FasterXML / jackson-core

Core part of Jackson that defines Streaming API as well as basic shared abstractions
Apache License 2.0
2.27k stars 799 forks source link

Ability to determine whether field name interning is enabled for JsonParser #1211

Open chokoswitch opened 9 months ago

chokoswitch commented 9 months ago

I have custom deserialization logic of protocol buffers and I took advantage of field names being interned to improve performance.

https://github.com/curioswitch/protobuf-jackson/blob/main/src/main/java/org/curioswitch/common/protobuf/json/ParseSupport.java#L458

Actually, at the time I didn't know it is possible to disable interning. I was able to create a failing test for it

https://github.com/curioswitch/protobuf-jackson/blob/main/src/test/java/org/curioswitch/common/protobuf/json/JacksonInteropTest.java#L20

It would be great to be able to know if the parser is interning to be able to handle this case correctly while also skipping non-reference equality check when it's fine to do so. Currently JsonParser only exposes parser features:

https://fasterxml.github.io/jackson-core/javadoc/2.8/com/fasterxml/jackson/core/JsonParser.html#getFeatureMask()

But there is no access to the factory features. Naturally JsonParser is not the right level for that but I wonder would it be possible to expose factory features from ParserBase? Or it could just be the three standard parser implementations individually exposing it. If we could check the factory features, or more specifically whether the symbol finder is interning strings, then it would be possible to skip .equals for name comparisons.

I looked at databind, and while I'm not completely sure I understand the code, I think this optimization could be applied there too

https://github.com/FasterXML/jackson-databind/blob/2.17/src/main/java/com/fasterxml/jackson/databind/deser/impl/BeanPropertyMap.java#L575

The .equals could be skipped when it's known the fields are interned.

cowtowncoder commented 9 months ago

Right, factory features are expected to only be accessible via factory. But I can see why it might be useful to know it from parser instance.

I am open to adding a mechanism but probably not by passing factory features -- rather it'd probably be by exposing symbol table in use since that I think ultimately has that information.
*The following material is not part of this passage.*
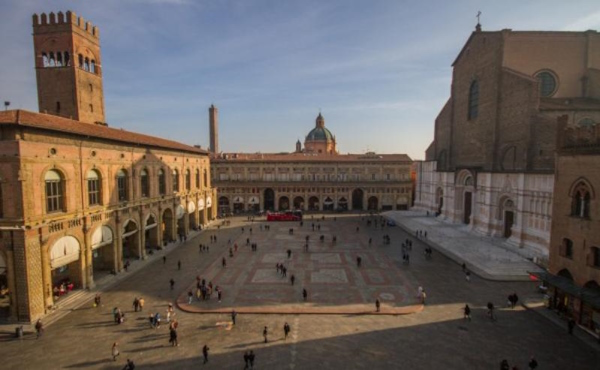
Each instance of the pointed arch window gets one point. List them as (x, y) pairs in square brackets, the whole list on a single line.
[(94, 187), (580, 201), (122, 185), (54, 191), (474, 100), (162, 182), (175, 181), (144, 184)]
And yes, that'd need to be at level where this can be accessed.

chokoswitch commented 9 months ago

Thanks @cowtowncoder so I guess it could be an accessor to the symbol table on the three main parser implementations. I'm a bit unsure what the exact form of the appropriate API would be, if you have a suggestion I could try to send a PR for it.

cowtowncoder commented 9 months ago

@chokoswitch I haven't looked into this but... ok, there doesn't seem to be any really good places to do this since in 2.x there is no common JSON-specific intermediate parser base class (3.0 adds one). So specific symbol table is separately passed and used by all 4 backends (ReaderBasedJsonParser etc). Further, ByteQuadsCanonicalizer and CharsToNameCanonicalizer do not implement common interfaces.

... and of course you originally mentioned this in context of Protobuf, not JSON. So it'd need to be in JsonParser.

So perhaps there'd be need for separate new introspection method (capability) similar to, say

public boolean canParseAsync();

but more like

public boolean doesInternFieldNames();

and that'd be implemented by backends (but also requires default implementation that just returns false, for backwards compatibility.